Agora Kitaplığı, ‘Başkalarının Acısına Bakmak’ kitabından sonra, yeni bir Susan Sontag çalışmasını daha Osman Akınhay’ın çevirisiyle yayımladı. ‘Fotoğraf Üzerine’ adlı kitabın...

Agora Kitaplığı, ‘Başkalarının Acısına Bakmak’ kitabından sonra, yeni bir Susan Sontag çalışmasını daha Osman Akınhay’ın çevirisiyle yayımladı. ‘Fotoğraf Üzerine’ adlı kitabın, öncelikle yalnızca fotoğrafla ilgilenen kişiler için olmadığını hemen belirtmem gerekli... Çizerek okuma alışkanlığımı bu kitap için de sürdürdüğümden hemen her sayfası çizikler ve notlarla doldu. Belki de Susan Sontag’ın fotoğraf üzerine en önemli çalışması bu. Osman Akınhay’ın başarılı çevirisinin, kitabı rahat okunur ve iyi anlaşılır kıldığını da söylemeliyim.

Kitaptan kısa paragrafları alıntılayarak yaptığım seçkiler, daha önce bu köşeden yazdıklarıma kaynak olmuştu.

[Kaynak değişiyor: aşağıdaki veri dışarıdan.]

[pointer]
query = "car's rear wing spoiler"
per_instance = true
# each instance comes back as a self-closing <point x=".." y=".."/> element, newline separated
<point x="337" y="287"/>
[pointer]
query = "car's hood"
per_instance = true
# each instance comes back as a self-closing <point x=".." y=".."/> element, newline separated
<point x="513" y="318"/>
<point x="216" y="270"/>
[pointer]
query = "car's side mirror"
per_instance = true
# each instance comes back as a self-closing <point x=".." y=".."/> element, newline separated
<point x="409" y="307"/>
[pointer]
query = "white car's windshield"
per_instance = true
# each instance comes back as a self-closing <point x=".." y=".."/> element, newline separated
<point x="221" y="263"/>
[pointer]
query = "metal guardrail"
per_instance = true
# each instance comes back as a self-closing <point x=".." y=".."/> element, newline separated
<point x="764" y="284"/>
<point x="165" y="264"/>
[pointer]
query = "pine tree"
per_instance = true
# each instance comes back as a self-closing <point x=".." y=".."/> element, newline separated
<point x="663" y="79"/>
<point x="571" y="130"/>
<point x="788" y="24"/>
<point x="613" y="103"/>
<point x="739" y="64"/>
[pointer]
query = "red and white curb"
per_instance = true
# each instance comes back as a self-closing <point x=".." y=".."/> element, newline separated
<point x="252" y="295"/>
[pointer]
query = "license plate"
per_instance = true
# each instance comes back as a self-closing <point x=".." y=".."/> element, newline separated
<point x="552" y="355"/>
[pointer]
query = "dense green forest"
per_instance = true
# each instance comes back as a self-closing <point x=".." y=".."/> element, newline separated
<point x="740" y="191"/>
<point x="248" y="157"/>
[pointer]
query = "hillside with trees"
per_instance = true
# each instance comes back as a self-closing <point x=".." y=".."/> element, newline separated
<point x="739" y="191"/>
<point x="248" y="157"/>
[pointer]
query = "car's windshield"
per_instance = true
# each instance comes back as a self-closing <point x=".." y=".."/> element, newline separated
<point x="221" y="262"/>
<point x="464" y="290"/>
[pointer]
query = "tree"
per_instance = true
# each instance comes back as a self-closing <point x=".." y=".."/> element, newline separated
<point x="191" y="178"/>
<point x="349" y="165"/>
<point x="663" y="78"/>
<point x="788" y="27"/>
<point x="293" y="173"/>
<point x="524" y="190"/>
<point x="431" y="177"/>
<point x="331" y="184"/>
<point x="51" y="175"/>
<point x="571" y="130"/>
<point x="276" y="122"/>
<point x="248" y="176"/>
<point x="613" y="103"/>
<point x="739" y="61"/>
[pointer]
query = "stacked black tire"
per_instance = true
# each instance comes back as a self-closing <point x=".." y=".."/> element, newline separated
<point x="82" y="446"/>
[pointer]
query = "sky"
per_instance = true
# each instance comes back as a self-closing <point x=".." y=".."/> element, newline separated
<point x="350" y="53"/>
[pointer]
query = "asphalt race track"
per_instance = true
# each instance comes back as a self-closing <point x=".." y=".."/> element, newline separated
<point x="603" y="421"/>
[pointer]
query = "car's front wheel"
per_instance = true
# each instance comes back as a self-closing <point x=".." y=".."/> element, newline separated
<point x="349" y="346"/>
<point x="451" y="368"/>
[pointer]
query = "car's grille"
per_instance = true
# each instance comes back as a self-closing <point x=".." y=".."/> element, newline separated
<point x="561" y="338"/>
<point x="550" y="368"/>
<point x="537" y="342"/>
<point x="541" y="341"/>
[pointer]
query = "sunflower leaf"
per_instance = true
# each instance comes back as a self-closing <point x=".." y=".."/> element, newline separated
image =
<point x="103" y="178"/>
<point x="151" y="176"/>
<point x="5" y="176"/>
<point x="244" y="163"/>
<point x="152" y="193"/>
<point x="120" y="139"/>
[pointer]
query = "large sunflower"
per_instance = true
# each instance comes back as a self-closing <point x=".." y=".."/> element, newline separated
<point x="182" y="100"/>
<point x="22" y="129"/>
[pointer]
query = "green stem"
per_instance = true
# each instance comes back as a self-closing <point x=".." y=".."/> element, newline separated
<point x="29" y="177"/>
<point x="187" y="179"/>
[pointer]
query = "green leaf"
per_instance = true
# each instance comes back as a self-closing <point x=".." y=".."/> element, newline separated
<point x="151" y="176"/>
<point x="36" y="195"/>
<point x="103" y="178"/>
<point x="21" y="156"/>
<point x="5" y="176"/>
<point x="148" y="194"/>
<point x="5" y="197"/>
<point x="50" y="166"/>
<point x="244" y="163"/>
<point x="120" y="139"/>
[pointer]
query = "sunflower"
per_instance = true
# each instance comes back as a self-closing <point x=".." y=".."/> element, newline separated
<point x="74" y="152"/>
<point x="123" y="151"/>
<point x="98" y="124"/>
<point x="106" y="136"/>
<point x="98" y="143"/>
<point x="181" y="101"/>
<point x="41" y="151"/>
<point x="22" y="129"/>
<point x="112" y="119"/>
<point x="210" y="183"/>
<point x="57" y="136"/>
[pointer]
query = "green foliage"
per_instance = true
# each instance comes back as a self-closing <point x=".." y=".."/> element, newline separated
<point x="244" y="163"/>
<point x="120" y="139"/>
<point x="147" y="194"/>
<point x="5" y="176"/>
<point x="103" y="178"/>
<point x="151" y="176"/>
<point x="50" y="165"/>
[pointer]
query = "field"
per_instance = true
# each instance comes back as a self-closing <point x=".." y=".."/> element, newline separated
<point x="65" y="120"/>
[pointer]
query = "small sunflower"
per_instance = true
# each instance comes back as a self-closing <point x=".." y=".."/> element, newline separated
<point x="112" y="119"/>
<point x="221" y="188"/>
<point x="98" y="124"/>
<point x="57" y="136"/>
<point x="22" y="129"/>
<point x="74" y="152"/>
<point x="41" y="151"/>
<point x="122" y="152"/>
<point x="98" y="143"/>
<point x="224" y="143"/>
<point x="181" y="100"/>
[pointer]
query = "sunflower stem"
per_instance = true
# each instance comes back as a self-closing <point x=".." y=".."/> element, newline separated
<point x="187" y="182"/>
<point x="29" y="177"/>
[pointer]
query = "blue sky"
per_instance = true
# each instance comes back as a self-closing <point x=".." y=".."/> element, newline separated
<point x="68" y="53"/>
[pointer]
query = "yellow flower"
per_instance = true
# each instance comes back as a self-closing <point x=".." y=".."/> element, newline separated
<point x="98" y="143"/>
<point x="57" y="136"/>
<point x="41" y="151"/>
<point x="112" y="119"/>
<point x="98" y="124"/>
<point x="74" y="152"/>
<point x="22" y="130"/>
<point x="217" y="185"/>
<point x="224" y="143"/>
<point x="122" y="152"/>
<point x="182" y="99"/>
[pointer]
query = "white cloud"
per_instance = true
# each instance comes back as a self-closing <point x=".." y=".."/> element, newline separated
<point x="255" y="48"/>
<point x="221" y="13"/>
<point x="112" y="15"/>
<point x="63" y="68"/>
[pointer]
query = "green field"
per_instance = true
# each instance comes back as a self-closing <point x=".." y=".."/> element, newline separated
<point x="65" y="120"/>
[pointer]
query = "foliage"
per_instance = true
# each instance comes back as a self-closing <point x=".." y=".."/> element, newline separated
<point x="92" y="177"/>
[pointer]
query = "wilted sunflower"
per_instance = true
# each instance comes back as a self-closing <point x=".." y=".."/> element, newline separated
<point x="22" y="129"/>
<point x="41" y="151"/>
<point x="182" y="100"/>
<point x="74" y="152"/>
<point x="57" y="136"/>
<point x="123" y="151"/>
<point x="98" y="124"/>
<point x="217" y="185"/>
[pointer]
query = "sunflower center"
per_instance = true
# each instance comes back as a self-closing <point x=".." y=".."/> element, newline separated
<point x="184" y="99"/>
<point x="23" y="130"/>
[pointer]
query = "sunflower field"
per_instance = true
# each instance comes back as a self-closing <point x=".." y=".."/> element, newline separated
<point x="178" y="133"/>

“Bir olay fotoğrafı çekilmeye değer bir şey anlamına gelmeye başlamışsa eğer, o olayın neyden oluştuğunu belirleyen şey hâlâ (en geniş anlamıyla) ideolojidir” diyor Sontag.

İşte Türkiye’de fotoğraf üretimi -ister belgesel, ister sanatsal ifade biçimi olarak fotoğraf olsun- adına düşünsel eksikliğini en çok hissettiğimiz şey.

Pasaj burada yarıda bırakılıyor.